This is one of many humorous repartees which tradition has preserved, and an instance of that readiness of wit — that prontezza — for which Giotto was admired; in fact he seems to have presented in himself, in the union of depth and liveliness, of poetic fancy and worldly sense, of independent spirit and polished suavity; an epitome of the national character of the Florentines, such as Sismondi has drawn it. We learn, from the hyperboles used by Boccaccio, the sort of rapturous surprise which Giotto’s imitation of life caused in his imaginative contemporaries, and which assuredly they would be far from exciting now; the unceremonious description of his person becomes more amusing when we recollect that Boccaccio must have lived in personal interaction with the painter, as did Petrarch and Dante. When Giotto died, in 1336, his friend Dante had been dead three years; Petrarch was 32, and Boccaccio 23-years-old. When Petrarch died, in 1374, he left his friend Francesco da Carrara, Lord of Padua, a Madonna painted by Giotto, as a most precious legacy, “a wonderful piece of work, of which the ignorant might overlook the beauties, but which the learned must regard with amazement.” All writers who approach the ancient glories of Florence, from Villani down to Sismondi, count Giotto in the roll of her greatest men. Antiquarians and connoisseurs in art search out and study the relics which remain to us, and recognise in them the dawn of that splendour which reached its zenith in the beginning of the sixteenth century. Visitors to Florence can look up to the Campanile with a feeling of wonder and delight, contemplating who the man must have been that conceived and executed a work so noble and supremely elegant; while, to the philosophic observer, Giotto appears as one of those few intuitively-endowed beings whose development springs from a source within — one of those unconscious instruments in the hand of destiny, who, in seeking their own profit and delight through the expansion of their own faculties, make unawares a step forward in human culture, lend a new impulse to human aspirations, and, just like the “bright morning star, day’s harbinger”, may be submerged in the succeeding radiance, but never forgotten.
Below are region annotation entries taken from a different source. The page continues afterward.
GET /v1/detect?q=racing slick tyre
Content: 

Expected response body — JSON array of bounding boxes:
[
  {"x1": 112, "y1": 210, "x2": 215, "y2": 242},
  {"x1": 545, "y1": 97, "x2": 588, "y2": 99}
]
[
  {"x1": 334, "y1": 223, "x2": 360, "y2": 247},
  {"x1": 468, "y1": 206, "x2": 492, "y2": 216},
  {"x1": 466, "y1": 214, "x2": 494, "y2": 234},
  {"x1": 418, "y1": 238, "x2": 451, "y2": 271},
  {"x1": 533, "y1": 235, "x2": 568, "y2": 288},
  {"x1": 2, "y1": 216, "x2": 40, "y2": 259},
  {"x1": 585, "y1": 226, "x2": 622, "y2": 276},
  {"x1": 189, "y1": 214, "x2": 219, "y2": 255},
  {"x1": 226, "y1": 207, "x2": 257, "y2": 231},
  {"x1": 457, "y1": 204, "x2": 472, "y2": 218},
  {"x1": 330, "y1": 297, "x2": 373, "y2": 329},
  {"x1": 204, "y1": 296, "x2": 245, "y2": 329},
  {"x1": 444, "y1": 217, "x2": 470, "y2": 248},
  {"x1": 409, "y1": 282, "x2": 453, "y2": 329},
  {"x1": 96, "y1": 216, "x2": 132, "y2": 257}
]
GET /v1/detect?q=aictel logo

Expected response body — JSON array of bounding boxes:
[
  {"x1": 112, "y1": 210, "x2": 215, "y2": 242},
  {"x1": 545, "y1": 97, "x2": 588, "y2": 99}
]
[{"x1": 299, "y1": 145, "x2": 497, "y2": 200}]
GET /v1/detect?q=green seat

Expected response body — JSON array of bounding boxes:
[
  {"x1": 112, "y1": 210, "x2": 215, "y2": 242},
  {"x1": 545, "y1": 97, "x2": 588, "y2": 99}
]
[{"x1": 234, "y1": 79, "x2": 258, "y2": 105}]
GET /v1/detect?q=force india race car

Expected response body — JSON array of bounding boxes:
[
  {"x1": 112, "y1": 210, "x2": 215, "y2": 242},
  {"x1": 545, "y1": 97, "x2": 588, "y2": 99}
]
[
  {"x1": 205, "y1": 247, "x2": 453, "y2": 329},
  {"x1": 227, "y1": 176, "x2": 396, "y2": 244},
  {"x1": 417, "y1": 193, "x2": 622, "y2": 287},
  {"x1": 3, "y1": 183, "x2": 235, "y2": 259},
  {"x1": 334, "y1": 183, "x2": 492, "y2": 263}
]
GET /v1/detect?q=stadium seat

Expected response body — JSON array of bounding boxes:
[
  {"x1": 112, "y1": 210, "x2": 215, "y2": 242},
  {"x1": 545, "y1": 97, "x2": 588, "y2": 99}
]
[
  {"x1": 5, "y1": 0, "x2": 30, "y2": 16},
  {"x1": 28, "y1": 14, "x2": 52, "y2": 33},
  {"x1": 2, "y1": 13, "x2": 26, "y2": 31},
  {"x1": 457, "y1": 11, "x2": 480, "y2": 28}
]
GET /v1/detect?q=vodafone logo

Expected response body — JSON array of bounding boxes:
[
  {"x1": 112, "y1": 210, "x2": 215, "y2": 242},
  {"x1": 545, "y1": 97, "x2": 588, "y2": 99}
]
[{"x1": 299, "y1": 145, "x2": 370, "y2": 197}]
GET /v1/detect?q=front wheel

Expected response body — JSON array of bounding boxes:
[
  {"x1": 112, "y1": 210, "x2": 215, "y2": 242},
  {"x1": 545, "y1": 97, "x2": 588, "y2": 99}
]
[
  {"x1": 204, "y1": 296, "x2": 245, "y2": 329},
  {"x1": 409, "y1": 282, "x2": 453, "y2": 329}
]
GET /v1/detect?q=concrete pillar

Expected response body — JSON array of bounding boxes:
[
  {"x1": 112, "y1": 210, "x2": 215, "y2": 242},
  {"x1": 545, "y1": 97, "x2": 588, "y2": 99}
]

Vasari affirms that Pietro Cavallini is the author of the mosaics in the tribune of Santa Maria-in-Trastevere. If this is true, he deserves high rank amongst the painters of his time, who preserved the style of the Cosmati and the traditions of the Roman school, combined with new Tuscan elements.
The birth of Pietro Cavallini has not been recorded. He was an artist of talent, and it would appear, extensively employed in Rome when Giotto visited the city. Vasari writes of his labours in many parts of Italy, but nothing is certain as to this except that he was employed at a good salary by King Robert of Naples in 1308. Unfortunately for Cavallini’s fame, his works in Southern Italy have perished, but we may still assign to him with some propriety a mosaic in San Crisogono in Rome, representing, on a large scale, the Virgin enthroned with the infant Christ in benediction, supported by St. James holding a book, and St. Chrysogonus, in a warrior’s dress, grasping a sword.
A slightly Byzantine character, more noticeable than in Santa Maria-in-Trastevere, would place this mosaic amongst the earlier works of the master. The Virgin, of a majestic presence, still displays feeble lower parts and an overproportioned head. Her eyes are somewhat large and open. The child’s head is regular and its attitude natural. The figures generally are long and well draped, and the colour pleasant.
Of the paintings in this church assigned to Cavallini by Vasari, not a trace remains, but there are still vestiges of frescoes in the church of Santa Maria-in-Trastevere, which, though damaged by time, are in the style of the mosaics of the tribune.
Above a door, to the right inside the entrance, is a half figure of the Virgin with the infant Christ holding an orb and giving a blessing. This group is of less intricacy than the mosaics in design, and whilst the large head, slender neck, and defective hands of the Virgin betray a certain feebleness, the marked outlines, angular draperies, and absence of relief by shadow prove that Cavallini was more skilled in mosaics than in painting. Another Virgin with a puny Christ in her arms, a little less defective than the foregoing, but much repainted in the draperies, may be noticed near the chief portal. In the porch outside are two frescoes, one of which represents the Annunciation with a figure of a prophet, the second depicts the same subject, with the addition of God sending the infant Christ bearing a cross to the Virgin.
Cavallini, here, is a follower of the Roman school, and an eminent master. It must have been fortunate for Giotto that, on his arrival, he should have found such a man ready to assist him. It was only natural that Cavallini, having helped a stranger in the mosaics of the old basilica of San Pietro, should subconsciously adopt something of that stranger’s style. It is clear, as Vasari states, that Cavallini was Giotto’s disciple and “mixed his manner with that of the Greeks.” After taking instruction in Rome he adopted, at least in mosaics, something of the Florentine manner. But he went still further, and in adorning the arches of San Paolo-fuorile-Mura, he was content to carry out the designs of Giotto even after Giotto left Rome.